Creditor was politically active during 2016 American presidential campaign, calling upon the American Jewish community to reject the candidacy of Trump. Upon Trump's election, Creditor collaborated with Rabbi David Paskin and released a compilation album entitled There is Hope, featuring the leading voices in American Jewish music and available for free download. The album was designed to support "anyone in need of reassurance and comfort in these uncertain times". In February 2017, Creditor also compiled and published a written collection of Jewish voices in opposition to Trump's election, entitled We Will Not Be Silent.

On February 6, 2017, Creditor was one of 19 American rabbis arrested at a protest against Trump's refugee ban in front of the Trump International Hotel in New York City.

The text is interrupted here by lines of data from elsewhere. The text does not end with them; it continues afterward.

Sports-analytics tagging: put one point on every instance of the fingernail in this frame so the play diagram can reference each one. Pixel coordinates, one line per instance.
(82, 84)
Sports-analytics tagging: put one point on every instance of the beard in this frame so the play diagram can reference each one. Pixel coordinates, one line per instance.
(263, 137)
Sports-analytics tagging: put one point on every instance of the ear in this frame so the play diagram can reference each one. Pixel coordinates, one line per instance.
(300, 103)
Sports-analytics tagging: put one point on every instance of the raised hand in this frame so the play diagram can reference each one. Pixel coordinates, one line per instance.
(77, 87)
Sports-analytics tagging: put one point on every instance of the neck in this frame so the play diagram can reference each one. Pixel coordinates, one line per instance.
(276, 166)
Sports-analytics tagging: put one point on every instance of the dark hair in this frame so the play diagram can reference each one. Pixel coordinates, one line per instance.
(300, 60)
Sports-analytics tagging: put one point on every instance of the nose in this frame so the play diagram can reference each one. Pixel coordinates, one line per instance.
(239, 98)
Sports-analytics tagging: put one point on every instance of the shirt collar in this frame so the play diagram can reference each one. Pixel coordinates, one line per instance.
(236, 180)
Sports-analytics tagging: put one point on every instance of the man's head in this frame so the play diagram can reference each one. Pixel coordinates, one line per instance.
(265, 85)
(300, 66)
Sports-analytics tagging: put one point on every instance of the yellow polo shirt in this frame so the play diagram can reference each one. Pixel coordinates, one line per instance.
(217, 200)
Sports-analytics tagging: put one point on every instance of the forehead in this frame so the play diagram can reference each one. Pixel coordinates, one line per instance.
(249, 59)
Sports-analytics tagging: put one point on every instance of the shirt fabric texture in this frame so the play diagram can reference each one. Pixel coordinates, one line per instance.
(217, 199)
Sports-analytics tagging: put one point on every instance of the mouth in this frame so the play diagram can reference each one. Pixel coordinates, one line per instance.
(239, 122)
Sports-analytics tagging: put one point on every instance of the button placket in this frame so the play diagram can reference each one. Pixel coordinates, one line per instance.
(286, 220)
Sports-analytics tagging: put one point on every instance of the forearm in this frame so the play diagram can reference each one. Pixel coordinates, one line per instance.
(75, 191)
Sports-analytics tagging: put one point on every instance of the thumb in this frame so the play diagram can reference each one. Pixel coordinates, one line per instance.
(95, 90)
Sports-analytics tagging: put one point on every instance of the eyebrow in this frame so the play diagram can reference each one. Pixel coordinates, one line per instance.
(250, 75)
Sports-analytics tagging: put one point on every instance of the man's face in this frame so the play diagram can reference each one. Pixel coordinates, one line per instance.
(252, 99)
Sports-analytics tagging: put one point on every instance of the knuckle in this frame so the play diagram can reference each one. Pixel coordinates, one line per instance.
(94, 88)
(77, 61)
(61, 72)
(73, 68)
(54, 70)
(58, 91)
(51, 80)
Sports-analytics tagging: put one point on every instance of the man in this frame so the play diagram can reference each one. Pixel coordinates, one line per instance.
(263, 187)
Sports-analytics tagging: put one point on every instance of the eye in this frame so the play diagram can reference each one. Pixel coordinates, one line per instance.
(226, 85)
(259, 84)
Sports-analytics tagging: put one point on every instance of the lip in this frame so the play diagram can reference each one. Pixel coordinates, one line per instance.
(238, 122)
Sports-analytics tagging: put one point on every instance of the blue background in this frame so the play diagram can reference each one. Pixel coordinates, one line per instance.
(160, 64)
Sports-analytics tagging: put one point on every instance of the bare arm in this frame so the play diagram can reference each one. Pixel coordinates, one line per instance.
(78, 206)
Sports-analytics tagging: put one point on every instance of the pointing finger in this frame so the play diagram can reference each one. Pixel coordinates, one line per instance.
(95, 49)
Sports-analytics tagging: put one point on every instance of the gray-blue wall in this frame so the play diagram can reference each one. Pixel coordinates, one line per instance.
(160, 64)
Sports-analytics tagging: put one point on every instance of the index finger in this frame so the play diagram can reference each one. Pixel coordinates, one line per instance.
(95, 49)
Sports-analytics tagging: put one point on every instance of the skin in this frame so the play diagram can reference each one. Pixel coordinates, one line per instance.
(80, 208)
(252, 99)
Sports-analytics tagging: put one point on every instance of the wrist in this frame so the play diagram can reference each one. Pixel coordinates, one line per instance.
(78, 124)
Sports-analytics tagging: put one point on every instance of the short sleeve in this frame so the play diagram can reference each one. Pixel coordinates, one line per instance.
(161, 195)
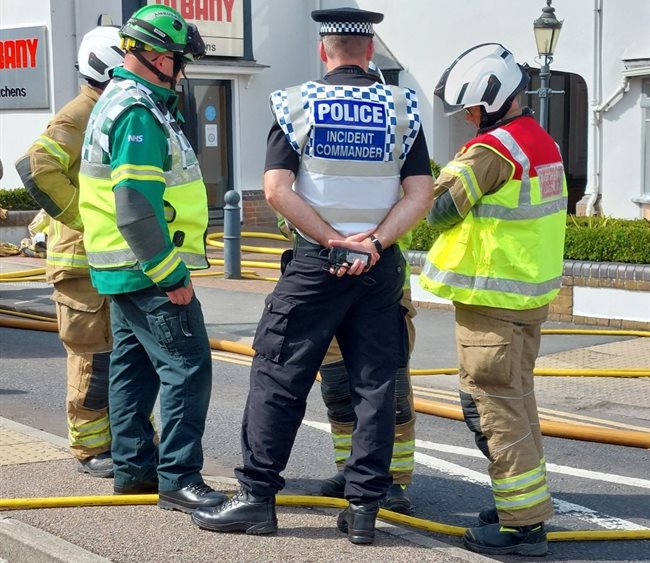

====Religious activism====
Creditor first received national attention for his controversial 2005 speech at the biennial conference of the Conservative Movement, urging the expulsion of non-egalitarian congregations from the movement. He was a co-founder of ShefaNetwork: The Conservative/Masorti Movement Dreaming from Within, co-founder of KeshetRabbis: The Alliance of Gay-Friendly Conservative/Masorti Rabbis, and was the founding international co-chair of Rabbis for Women of the Wall. He appeared as a "central figure" in Josh Kornbluth's 2010 monologue Andy Warhol: Good for the Jews? and Kornbluth's 2013 monologue Sea of Reeds. He has been a trustee of American Jewish World Service (AJWS), co-chair of the Rabbinic advisory board of Shalom Bayyit and is the former chair of The Masorti Center.

===Publications===
Among his more than 40 published books and six albums of original Jewish music are A Year of Torah (2021), And Yet We Love: Poems (2016) with a foreword by Ruth Messinger (global ambassador for AJWS), and Olam Chesed Yibaneh/A World of Love (2002), considered a modern "Jewish anthem". He has published Siddur Tov LeHodot (2012), which is a transliteration of Siddur Sim Shalem for Shabbat and Festivals, and the children's books A Pesach Rhyme and Avodah: A Yom Kippur Story. During the COVID-19 pandemic, he co-edited with Sarah Tuttle-Singer a two-volume collection of reflections, poems and prayers with contributions from hundreds of authors in response to COVID-19, entitled When We Turned Within. Following the January 6, 2021, storming of the United States Capitol, Creditor published a rapid-response collection of rabbinic responses to the insurrection entitled Remember and Do Not Forget, co-edited with Rabbi Jesse Olitzky.

Following the 2025 Bondi Beach shooting in Sydney, Australia, Rabbi Creditor published We Will Prevail: Jewish Responses to Bondi Beach, an anthology of essays, poems and firsthand reflections brought together in the immediate wake of the antisemitic terror attack. The anthology, which includes a searing foreword by a survivor of the attack, Rabbi Creditor's brother-in-law Arsen Ostrovsky, frames Jewish vulnerability and steadfastness as inseparable, insisting that solidarity, memory and moral action are central to prevailing over antisemitism.

In 2026, Creditor co-edited American Torah at 250 with Rabbi Charles E. Savenor, Executive Director of Civic Spirit. Conceived by Savenor in connection with Civic Spirit’s engagement with civic education and America’s 250th anniversary, the project brought Savenor and Creditor together to develop, edit, and publish an anthology of original Torah reflections. Organized around the weekly Torah portions, the volume considers American democracy through Jewish commitments to liberty, justice, religious pluralism, and civic responsibility.

==Personal life==
In November 2017, Creditor became engaged to singer Neshama Carlebach. They married in August 2018. In response to the October 7 attack on Israel, they worked together to raise awareness and support for those affected, especially the families of Israeli hostages.